Our neighbor is spending the night. We took him swimming with us (big plans to swim every day until the pool closes Saturday), then brought him back here and had tacos, and now they are building with K'Nex. Sage is sleeping upstairs, I'm listening to the boys talk and giggle and build and plan. I'm also reading hannahbearski's blog, and crying. Today is Hannah's birthday. She died on her 1/2 birthday, exactly 6 months ago today. She was 9 1/2.
My dad's birthday is today.
My brother's birthday was exactly 6 months ago, February 23.
I just realized that detail a few short moments ago.
Yesterday, our neighbor children were outside playing catch and the Shrek soundtrack.

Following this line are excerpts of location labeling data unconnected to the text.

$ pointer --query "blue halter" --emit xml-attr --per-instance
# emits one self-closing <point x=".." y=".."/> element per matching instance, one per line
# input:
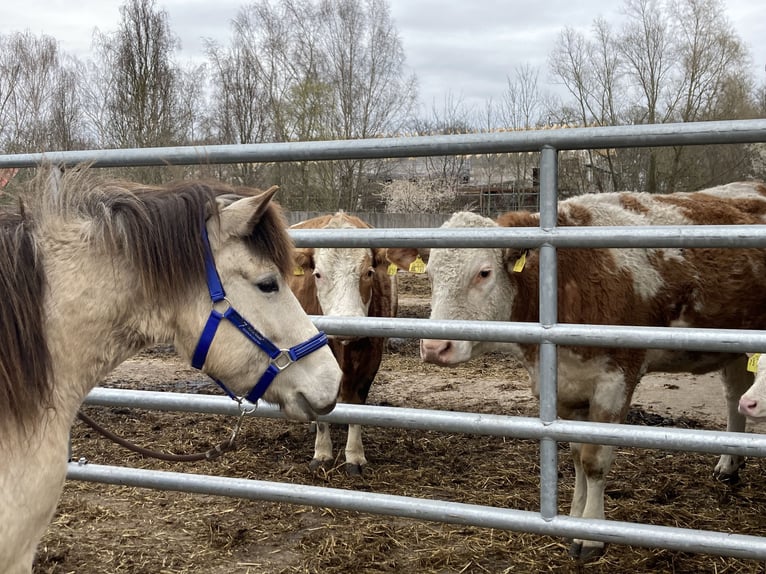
<point x="279" y="359"/>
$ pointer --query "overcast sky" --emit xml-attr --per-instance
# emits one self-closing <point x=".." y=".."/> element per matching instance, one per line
<point x="466" y="48"/>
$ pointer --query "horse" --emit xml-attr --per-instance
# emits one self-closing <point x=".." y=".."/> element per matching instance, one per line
<point x="92" y="271"/>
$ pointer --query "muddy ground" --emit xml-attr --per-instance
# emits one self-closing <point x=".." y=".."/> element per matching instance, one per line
<point x="106" y="529"/>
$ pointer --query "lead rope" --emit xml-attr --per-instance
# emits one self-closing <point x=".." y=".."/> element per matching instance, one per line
<point x="211" y="454"/>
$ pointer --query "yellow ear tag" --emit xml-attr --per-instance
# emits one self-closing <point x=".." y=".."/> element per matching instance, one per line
<point x="417" y="266"/>
<point x="520" y="262"/>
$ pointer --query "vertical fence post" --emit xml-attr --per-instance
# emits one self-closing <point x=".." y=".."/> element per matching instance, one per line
<point x="548" y="317"/>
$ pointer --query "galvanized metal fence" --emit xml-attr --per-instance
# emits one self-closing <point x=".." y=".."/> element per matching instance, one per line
<point x="547" y="429"/>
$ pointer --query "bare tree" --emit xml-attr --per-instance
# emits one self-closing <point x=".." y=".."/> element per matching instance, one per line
<point x="301" y="70"/>
<point x="142" y="102"/>
<point x="672" y="61"/>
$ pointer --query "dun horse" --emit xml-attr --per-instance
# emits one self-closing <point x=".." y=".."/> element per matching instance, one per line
<point x="91" y="272"/>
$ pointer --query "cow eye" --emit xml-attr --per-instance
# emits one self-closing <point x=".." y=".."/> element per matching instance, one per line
<point x="268" y="285"/>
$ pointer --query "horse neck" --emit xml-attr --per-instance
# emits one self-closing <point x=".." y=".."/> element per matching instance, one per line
<point x="96" y="317"/>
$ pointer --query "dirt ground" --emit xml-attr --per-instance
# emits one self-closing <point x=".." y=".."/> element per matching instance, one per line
<point x="105" y="529"/>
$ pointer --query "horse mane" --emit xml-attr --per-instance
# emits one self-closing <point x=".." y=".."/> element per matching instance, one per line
<point x="156" y="231"/>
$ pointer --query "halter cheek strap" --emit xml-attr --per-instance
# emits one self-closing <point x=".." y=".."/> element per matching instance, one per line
<point x="279" y="359"/>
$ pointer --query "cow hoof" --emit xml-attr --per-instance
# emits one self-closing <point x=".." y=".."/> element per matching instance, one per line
<point x="586" y="551"/>
<point x="316" y="464"/>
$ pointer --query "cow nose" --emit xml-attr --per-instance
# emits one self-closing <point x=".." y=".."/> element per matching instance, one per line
<point x="435" y="351"/>
<point x="747" y="405"/>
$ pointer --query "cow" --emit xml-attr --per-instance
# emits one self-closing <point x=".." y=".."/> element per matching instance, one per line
<point x="752" y="404"/>
<point x="662" y="287"/>
<point x="347" y="282"/>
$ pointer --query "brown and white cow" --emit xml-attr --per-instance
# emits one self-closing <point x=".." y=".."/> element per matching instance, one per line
<point x="702" y="287"/>
<point x="347" y="282"/>
<point x="753" y="403"/>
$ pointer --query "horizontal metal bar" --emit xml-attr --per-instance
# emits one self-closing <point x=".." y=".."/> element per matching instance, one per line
<point x="565" y="334"/>
<point x="738" y="545"/>
<point x="708" y="441"/>
<point x="686" y="236"/>
<point x="692" y="133"/>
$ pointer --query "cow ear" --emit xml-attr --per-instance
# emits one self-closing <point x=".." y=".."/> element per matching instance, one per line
<point x="380" y="257"/>
<point x="240" y="216"/>
<point x="304" y="260"/>
<point x="404" y="257"/>
<point x="515" y="258"/>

I had just been mentioning to them that there was a special song on that cd, so they found it and had it cranked and on repeat outside for me to hear. I sat on my porch, and cried. It was the song that Diana had playing for Hannah while everyone came in to say goodbye. She had it on repeat. I hadn't heard that song since that day. Hearing it literally took me back to that moment. Hannah so beautiful, Diana so broken...laying beside her baby girl, holding her, loving her, squeezing her eyes shut tight, as if hoping that she could please just wake up from this horrible thing that's just happened.
Hannah, you are with us all, everyday, in everything we do. Thank you for the goodness you brought to this earth and for the people you continue to touch.